11. The apparatus for testing segregation of particulate matter of claim 7 further comprising a first support pivot attached to the top wall and a second support pivot attached to the bottom wall, the first and second support pivots being rotatably secured to at least one of the stationary walls.

12. The apparatus for testing segregation of particulate matter of claim 7 wherein the side walls include an inner surface and an outer surface, a flexible membrane secured to the inner surface, and a gas connector on the outer surface to allow gas to expand or contract the flexible membrane.

13. The apparatus for testing segregation of particulate matter of claim 7 wherein the collection tray includes a load cell.

14. The apparatus for testing segregation of particulate matter of claim 13 wherein the load cell is operatively connected to a computer.

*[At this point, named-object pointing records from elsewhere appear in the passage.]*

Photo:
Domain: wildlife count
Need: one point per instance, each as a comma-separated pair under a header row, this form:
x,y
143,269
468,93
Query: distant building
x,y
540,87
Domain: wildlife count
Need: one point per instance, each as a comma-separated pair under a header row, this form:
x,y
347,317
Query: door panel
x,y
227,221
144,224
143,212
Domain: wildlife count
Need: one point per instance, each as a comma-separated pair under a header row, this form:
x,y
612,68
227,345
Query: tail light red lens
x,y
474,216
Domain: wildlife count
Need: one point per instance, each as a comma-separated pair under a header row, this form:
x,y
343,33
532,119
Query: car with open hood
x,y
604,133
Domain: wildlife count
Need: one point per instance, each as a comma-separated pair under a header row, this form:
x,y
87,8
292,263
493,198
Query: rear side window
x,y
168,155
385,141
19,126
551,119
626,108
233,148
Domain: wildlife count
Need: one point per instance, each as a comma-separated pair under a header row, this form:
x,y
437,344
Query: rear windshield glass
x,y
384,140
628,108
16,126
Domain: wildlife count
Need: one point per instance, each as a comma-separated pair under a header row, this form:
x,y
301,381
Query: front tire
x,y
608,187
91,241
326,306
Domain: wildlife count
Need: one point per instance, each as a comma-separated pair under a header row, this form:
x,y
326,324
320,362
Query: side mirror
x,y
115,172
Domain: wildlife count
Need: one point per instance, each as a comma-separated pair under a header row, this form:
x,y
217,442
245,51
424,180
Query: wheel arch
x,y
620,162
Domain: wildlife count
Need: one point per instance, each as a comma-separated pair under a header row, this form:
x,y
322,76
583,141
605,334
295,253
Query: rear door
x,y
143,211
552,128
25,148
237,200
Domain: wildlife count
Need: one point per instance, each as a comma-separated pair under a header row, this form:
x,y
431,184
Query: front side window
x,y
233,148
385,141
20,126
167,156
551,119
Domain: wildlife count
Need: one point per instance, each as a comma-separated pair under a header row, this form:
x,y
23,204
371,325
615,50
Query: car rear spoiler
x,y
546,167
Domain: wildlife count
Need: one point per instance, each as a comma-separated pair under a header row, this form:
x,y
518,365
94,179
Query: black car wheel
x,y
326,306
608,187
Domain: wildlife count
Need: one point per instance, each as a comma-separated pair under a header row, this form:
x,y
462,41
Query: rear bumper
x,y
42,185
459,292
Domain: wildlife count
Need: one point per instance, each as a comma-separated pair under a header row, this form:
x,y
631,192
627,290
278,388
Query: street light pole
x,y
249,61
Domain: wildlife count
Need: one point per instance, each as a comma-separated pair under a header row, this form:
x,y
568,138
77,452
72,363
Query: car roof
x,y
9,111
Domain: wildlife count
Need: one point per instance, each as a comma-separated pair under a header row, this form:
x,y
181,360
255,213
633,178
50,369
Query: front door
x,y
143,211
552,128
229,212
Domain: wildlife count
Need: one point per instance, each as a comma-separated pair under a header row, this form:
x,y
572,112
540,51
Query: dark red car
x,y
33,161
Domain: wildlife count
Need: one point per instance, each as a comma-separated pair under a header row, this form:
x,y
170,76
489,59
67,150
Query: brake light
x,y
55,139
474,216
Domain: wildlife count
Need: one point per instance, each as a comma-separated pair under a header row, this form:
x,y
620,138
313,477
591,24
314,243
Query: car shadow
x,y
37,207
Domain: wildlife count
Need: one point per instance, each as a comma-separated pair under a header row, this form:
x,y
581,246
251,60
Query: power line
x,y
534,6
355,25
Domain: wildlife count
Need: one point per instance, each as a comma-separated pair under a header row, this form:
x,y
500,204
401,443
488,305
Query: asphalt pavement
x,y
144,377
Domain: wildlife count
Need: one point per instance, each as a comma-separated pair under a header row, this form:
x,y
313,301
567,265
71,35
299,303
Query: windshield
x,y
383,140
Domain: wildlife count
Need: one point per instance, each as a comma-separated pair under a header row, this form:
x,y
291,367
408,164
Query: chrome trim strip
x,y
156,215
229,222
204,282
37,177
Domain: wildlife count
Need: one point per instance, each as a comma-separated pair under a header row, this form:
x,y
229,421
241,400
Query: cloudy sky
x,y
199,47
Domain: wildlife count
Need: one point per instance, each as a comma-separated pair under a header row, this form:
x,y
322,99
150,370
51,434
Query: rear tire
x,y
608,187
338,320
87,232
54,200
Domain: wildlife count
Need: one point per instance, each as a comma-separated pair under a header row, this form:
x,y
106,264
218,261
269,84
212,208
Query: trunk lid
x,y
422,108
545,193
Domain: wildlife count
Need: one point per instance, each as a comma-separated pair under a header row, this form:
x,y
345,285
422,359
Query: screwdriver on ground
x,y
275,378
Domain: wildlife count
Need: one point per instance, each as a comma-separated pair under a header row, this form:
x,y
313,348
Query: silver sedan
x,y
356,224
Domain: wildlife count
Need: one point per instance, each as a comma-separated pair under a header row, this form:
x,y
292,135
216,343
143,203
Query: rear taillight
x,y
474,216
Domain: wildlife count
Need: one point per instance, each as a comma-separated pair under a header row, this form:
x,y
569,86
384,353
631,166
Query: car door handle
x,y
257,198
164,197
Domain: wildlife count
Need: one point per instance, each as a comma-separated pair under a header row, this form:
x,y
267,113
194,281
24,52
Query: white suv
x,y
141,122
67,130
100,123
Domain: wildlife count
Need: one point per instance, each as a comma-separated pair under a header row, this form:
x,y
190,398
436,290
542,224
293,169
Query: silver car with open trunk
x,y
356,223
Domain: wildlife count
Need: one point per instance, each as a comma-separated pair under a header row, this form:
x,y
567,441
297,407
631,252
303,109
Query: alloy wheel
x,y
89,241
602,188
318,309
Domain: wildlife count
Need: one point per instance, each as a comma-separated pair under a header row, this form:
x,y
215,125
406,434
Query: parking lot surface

15. A method of testing segregation of small particulate materials from large particulate materials under shear stress, the method comprising:

securing a shear cell between two stationary walls, the shear cell including a top wall, side walls, and an apertured bottom wall;

opening the shear cell;

depositing the large particulate materials into the shear cell;

collecting data from the load cells located in a collection tray, the collection tray located beneath the apertured bottom wall of the shear cell;

depositing the small particulate materials into the shear cell; closing the shear cell; and moving the shear cell.

16. The method of testing the segregation of small particulate materials from large particulate materials of claim 15 wherein the small particulate materials are placed in a mold and then deposited on top of the large particulate materials.

17. The method of testing the segregation of small particulate materials from large particulate materials of claim 15 further comprising:

tightening the stationary walls against the shear cell;

relaxing the stationary walls before moving the shear cell.

18. The method of testing the segregation of small particulate materials from large particulate materials of claim 15 further comprising inflating flexible membranes secured to the side walls of the shear cell.

19. The method of testing the segregation of small particulate materials from large particulate materials of claim 18 wherein the flexible membranes are inflated to a pressure of 0-10 kPa.